No More Fishy Rulings: South Platte Regains Protections
The Colorado Water Quality Control Commission reclassified the section of the South Platte River that runs through Commerce City and the section of Clear Creek where Coors facilities release discharges as reviewable, after demoting the stretches to use-protected in 2020. Once those segments became use-protected, entities were allowed to discharge waste without community review of permits or other proposed actions, as long as the discharges didn’t cause the South Platte to dip below minimum water-quality standards. Environmental advocates protested the decision and got their wish when the areas were returned to reviewable status, allowing no significant degradation even if water quality is above minimum standards.

Does Going Green Cost Too Much Green?
Before the Marshall fire destroyed 554 homes in Louisville at the end of December 2021, the city adopted the 2021 International Energy Conservation Code, which requires new construction to have net-zero greenhouse gas emissions. As fire victims began to try to rebuild their lives, they said that the added costs of net-zero building could force them to leave the city rather than rebuild there. Not everyone agreed, with the Geos Neighborhood showing how it can be done and the federal Inflation Reduction Act making it less costly to add solar power to homes.

Trash Talk: Denver Tries to Fix Waste Services
Denver will begin rolling out a new system for trash collection in January after city council approved an expanded waste services ordinance in 2022. Residents will choose the size of their trash can, pay between $9 and $21 a month, and get weekly recycling pickup and compost bins as part of the deal. But the Denver Auditor’s Office warned that the Solid Waste Management Division of the Denver Department of Transportation and Infrastructure lacks a strategic plan and doesn’t have the proper resources to implement the ordinance's provisions. DOTI says it isn’t wasting the chance to get things right before the city switches over.

Colorado Oil and Gas Commission adds CAPs but Doesn't Cap Drilling
The Colorado Oil and Gas Conservation Commission is in the middle of a facelift that's meant to help it focus on public health, safety, welfare, the environment and wildlife. In 2022, the first new drilling under a Comprehensive Area Plan was approved in Weld County in August. And in October, new drilling was approved between Broomfield and Erie despite Broomfield's protests. Those moves represent just some of the nearly 1,500 new oil and gas wells approved in 2022, causing environmental groups to question whether the new cumulative impact analyses are strong enough to prevent harm to people near wells.

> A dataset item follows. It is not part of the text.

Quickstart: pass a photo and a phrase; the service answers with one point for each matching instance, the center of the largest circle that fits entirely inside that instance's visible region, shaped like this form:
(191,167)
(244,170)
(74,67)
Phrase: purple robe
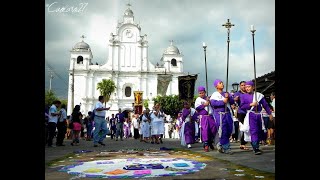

Colorado Takes on Forever Chemicals
PFAS, harmful chemicals that stick around forever, abound in every state, and Colorado is no exception. During the juvenile products, oil and gas products, textile furnishings or upholstered furniture that contain intentionally added PFAS chemicals will no longer be allowed starting in January 2024.

Trouble at Rocky Flats
The Rocky Flats National Wildlife Refuge opened to the public four years ago, comprising much of the former Rocky Flats Nuclear Weapons Plant, which created plutonium triggers for bombs and was located sixteen miles upwind from Denver. Within the last year, the refuge has been the focus of lawsuits filed by groups including Physicians for Social Responsibility and the Rocky Mountain Peace and Justice Center, claiming that the area is not safe for humans because of continued plutonium contamination. It's also been the subject of a lawsuit between Arvada, Jefferson County and Broomfield over building a highway nearby. Concerns over PFAS also surfaced at the refuge. On the positive side, it took steps to shore up its fire-preparedness after the Marshall fire, but the refuge just can’t seem to get fully off the environmental naughty list.